At present, good value added measures are little more than  a really cool (if not totally awesome) research tool, but most of the best analyses of value-added as a tool for teacher evaluation suggest that even in the best of cases there still exist potentially problematic biases.

Let’s set these technical issues aside for now and explore some practical issues. For example, just how many teachers in a public education system could even be evaluated with value-added assessment? Consider these constraints.

  1. Most states, like New Jersey, implement yearly assessments in grades 3 through 8, and perhaps end of course or some HS exit exam. (I’ll set aside concerns over the fact that annual, rather than fall-spring assessment captures vast differences in summer learning which play out by student economic status – advantaging some teachers and disadvantaging others, depending on which kids they have).
  2. In most cases, the established and more reliable tests exist only in language arts and math, though some states have implemented science and/or social studies tests which are arguably less cumulative.
  3. The most reliable VA assessment of teachers occurs where there exist multiple points of historical scores on students prior to the observed teacher  (smaller technical point). This really casts doubt on the usefulness of VA assessment for evaluating teachers who have kids in their first few years of being assessed (grades 3 and 4 in NJ and many states).
  4. by the time a student hits middle school, they typically interact with multiple teachers who may have simultaneous influences on each others’ content area success. Even if we ignore this, at best we can look at the language arts and math teachers in the middle school setting.
  5. you have to jump over those untested grade 9 and 10 students and their teachers. If we have end of course exams, we don’t know what the beginning of course status necessarily was – at least in a VA modeling sense.
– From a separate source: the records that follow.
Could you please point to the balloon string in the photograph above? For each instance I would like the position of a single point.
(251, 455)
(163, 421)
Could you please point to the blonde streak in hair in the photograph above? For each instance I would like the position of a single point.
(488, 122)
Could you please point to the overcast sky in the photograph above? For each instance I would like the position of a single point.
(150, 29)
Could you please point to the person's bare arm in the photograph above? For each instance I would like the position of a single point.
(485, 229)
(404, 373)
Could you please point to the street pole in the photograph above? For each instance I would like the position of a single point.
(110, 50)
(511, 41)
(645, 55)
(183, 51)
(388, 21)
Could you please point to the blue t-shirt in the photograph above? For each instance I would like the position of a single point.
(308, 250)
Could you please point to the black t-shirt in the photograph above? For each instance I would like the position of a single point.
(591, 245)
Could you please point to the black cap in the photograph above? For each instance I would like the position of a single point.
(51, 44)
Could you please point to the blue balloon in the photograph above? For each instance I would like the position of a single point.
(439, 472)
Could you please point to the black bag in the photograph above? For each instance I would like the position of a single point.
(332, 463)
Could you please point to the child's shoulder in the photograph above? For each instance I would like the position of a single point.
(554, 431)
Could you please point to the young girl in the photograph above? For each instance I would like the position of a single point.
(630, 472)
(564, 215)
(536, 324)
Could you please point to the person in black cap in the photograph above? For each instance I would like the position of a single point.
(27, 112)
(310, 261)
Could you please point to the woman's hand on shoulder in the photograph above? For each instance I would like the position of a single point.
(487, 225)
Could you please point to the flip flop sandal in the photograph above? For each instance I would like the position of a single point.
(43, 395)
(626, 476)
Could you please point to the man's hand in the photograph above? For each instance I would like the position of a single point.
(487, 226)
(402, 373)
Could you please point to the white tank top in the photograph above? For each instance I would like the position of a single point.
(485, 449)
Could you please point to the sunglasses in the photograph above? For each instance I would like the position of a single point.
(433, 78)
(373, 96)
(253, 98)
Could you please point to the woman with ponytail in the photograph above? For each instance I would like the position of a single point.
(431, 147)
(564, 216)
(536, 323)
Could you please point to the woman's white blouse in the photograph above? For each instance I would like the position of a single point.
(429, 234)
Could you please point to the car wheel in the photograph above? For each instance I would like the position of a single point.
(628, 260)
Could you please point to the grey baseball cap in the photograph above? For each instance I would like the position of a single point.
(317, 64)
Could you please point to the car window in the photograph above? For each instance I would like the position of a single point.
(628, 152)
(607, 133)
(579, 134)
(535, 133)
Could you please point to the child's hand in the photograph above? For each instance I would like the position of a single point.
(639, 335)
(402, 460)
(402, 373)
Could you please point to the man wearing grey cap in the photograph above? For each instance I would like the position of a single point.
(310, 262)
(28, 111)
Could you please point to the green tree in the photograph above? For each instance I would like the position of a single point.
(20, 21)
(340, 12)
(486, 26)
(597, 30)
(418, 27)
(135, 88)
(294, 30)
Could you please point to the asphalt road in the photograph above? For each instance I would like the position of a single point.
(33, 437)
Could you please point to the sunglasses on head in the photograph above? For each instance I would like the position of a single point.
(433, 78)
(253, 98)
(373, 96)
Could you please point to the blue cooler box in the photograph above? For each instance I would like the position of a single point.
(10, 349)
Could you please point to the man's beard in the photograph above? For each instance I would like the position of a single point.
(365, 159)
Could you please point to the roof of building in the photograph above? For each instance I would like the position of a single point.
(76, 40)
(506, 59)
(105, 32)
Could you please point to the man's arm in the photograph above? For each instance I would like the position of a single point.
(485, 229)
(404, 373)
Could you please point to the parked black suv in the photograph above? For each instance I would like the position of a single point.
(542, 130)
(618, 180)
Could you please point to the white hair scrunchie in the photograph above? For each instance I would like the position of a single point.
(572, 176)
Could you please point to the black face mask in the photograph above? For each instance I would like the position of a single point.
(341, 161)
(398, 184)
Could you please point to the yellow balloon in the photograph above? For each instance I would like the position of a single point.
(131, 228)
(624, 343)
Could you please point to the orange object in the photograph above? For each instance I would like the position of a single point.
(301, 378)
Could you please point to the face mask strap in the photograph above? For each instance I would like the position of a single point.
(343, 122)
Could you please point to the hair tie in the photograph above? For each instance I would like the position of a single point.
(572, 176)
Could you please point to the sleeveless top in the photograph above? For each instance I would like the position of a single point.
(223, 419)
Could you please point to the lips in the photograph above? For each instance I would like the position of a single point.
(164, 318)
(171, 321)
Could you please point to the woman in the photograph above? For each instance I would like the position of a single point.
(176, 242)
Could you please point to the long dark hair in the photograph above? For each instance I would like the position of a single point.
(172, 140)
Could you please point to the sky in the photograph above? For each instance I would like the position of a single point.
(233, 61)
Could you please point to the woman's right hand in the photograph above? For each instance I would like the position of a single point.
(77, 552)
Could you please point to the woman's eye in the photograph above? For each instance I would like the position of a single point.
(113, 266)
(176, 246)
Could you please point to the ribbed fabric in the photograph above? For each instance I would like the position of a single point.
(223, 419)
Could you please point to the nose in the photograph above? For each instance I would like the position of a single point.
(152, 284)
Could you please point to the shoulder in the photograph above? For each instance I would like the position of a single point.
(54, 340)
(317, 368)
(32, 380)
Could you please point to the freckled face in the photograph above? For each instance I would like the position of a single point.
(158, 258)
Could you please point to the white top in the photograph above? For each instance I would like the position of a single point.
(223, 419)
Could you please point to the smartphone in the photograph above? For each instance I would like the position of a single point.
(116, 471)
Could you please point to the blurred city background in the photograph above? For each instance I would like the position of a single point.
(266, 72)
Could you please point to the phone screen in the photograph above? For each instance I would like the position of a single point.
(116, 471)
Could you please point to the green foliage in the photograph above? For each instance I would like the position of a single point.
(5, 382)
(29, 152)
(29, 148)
So, here is a listing of the certified staffing in New Jersey (below) in 2008 based on their grade levels and areas of teaching. The list does not include everyone, but does capture the main assignment (JOB Code 1) for the vast majority of school assigned teaching (and principal) personnel.

What this list shows us is that in the best possible case, in a state with annual Grades 3 to 8 assessment and shifting to end of course exams, we might be able to generate VA estimates of effectiveness for about 10% or 20% (just saw that “ungraded elementary” group) of the teachers. That is, 10% (up to 20%) would be subject to a different evaluation system than the rest. In fact, nearly 50% of teachers would be infeasible to evaluate at all. Indeed they are an important 10% (or perhaps 20%).

Okay, so maybe this would create incentive for the real gunners in the mix of potential teachers to dive into those areas evaluated by VA. There exists an equal if not stronger possibility that the real gunners in the mix of potential teachers will avoid those classrooms of kids, schools or districts where – in the evaluated content areas and grade levels – they face an uphill battle to improve outcomes (hopefully, some will welcome the challenge).

There are some obvious solutions to this dilemma –

  1. Test everything, every year by cumulative measures, fall and spring. Okay. That seems a bit absurd, but it might be a good economic stimulus for the testing industry. I still struggle with how we would evaluate teachers in supporting roles, as many of those listed below or teachers in the Arts and Music (perhaps applause meters… but only if we measure applause gain from concert to concert, rather than applause level?). What about vocational education?
  2. Just dump all of those teachers and all of that frivolous stuff kids don’t really need and assign each group of kids a 12 year sequence of reading and math teachers. Some have actually argued that this really should be done, especially in higher poverty and/or underperforming schools. Why, for example, should a school with inadequate math and reading scores offer instrumental music or advanced math or journalism courses? (Put down that saxophone and pick up that basic math book Mr. Parker!) The reality is that high poverty and underperforming schools in New Jersey and elsewhere already have concentrated their teaching staff on core activities to the extent that kids in poor urban schools have much less access to arts and athletics.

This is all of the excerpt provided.